The first step in repairing concrete is assessing the extent of the damage and its effect on the structure’s serviceability. This helps to determine whether the damage can be repaired or if it needs to be replaced. In some cases, the damage may be so severe that it is not safe to use the concrete in question and needs to be replaced entirely.

Next, the concrete should be cleaned to remove any dirt or debris that has built up over time. This can be done using sandblasting or shotblasting. Once the concrete is clean, a bond coat can be applied to the surface. This is usually a mixture of one part cement and two parts sand, which is spread into the cracks using a trowel. It is important that the bond coat is not allowed to set before the concrete is poured.

Once the bond coat has been applied, the cracks can be filled with concrete. It is important to ensure that the concrete is not poured too quickly, as this can cause it to settle unevenly and lead to further damage. It is also important that the cracks are thoroughly filled and that any air bubbles are removed. Once the concrete has cured, it should be checked for any remaining cracks and sealed if necessary.

Another method of concrete repair is epoxy injection. This is a quick and cost-effective method that can be used to repair small cracks in concrete. It is also effective for repairing concrete columns and slabs. This technique is particularly useful when a structure has been exposed to cyclic loading, freezing and thawing cycles, or corrosion of steel reinforcing bars.


After the concrete is poured, it needs to be adequately cured. This will enhance its quality and improve the longevity of the concrete structure. Proper curing will enhance its strength, durability, water-tightness and abrasion resistance. However, if not done correctly, the concrete can fail prematurely. This is why it is important to take the time to evaluate concrete damage, properly prepare the damaged areas, and apply a quality repair material.
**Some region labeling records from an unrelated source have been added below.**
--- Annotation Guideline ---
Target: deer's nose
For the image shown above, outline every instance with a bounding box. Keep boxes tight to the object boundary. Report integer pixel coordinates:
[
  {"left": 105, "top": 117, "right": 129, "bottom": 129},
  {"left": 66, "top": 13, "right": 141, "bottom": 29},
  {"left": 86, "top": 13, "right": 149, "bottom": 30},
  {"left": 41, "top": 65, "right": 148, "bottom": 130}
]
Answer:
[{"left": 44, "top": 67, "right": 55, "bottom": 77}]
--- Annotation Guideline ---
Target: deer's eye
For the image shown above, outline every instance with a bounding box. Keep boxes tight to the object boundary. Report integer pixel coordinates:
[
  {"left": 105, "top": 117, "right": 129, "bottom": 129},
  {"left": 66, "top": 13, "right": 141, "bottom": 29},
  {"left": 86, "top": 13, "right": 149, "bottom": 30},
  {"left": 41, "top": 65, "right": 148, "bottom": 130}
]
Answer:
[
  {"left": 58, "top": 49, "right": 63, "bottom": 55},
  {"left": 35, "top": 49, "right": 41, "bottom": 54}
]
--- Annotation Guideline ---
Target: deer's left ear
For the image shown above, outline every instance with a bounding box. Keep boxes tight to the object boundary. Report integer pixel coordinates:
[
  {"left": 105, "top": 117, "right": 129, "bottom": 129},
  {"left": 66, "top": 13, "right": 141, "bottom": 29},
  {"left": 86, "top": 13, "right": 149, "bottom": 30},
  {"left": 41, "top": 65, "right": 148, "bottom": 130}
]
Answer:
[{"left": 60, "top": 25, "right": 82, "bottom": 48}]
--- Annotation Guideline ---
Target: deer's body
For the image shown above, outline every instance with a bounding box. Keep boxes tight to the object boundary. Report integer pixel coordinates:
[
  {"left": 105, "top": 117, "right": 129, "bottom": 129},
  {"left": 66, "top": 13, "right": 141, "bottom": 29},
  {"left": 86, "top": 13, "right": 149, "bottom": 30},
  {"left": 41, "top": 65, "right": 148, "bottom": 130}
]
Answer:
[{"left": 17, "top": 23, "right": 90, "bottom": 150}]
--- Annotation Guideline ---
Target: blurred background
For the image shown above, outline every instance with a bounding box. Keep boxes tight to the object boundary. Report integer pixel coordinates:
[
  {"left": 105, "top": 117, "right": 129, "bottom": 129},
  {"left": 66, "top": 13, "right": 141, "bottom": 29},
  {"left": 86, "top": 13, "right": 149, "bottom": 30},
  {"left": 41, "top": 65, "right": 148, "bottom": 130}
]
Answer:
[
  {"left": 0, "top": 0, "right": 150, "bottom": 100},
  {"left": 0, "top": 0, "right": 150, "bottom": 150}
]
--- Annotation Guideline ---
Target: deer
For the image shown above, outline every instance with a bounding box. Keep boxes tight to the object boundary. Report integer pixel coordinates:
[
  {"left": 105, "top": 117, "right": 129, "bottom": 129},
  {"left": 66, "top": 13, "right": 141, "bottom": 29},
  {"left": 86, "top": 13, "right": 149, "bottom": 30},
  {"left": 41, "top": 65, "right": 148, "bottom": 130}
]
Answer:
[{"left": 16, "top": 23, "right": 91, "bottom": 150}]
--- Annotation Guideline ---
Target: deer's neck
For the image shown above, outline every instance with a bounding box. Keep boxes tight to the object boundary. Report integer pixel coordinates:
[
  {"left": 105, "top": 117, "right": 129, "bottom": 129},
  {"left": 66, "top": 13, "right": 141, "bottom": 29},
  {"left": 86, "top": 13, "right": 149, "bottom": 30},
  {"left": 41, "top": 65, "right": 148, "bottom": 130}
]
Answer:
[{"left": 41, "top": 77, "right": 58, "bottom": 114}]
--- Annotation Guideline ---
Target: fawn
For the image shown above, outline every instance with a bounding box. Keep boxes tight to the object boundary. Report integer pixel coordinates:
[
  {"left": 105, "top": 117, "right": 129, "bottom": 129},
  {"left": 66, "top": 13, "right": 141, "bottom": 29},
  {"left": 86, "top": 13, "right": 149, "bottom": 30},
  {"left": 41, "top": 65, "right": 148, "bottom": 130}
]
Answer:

Repairing precast concrete is usually accomplished by placing a fresh concrete mix into the damaged area and bonding it with the existing concrete. The concrete should be a similar mix to the concrete that was originally cast. This will ensure that the mechanical attributes of the new concrete – modulus of elasticity, permeability and thermal expansion – are compatible with the original concrete base.

The quality of the repairs will depend largely on the preparation and mixing of the concrete, the amount of water used, the type of curing technique used and the environment in which the concrete is placed. Some of the more common curing methods include ponding, immersion, spraying and fogging. In all cases, care should be taken to avoid large temperature differentials within the concrete mass and the curing environment. This will prevent cracking caused by thermal shock.

During the curing process, the concrete should be covered to prevent evaporation. This will allow the concrete to maintain a uniform moisture level, which is essential for proper hydration and strength development. A cover will also help to reduce surface contamination and the occurrence of air bubbles within the concrete.

In addition to a cover, other curing techniques may include the use of plastic sheets, paper bags, aluminum foil and insulated blankets. All of these will aid in retaining the concrete’s moisture and help to reduce evaporation, which will accelerate the rate of strength development.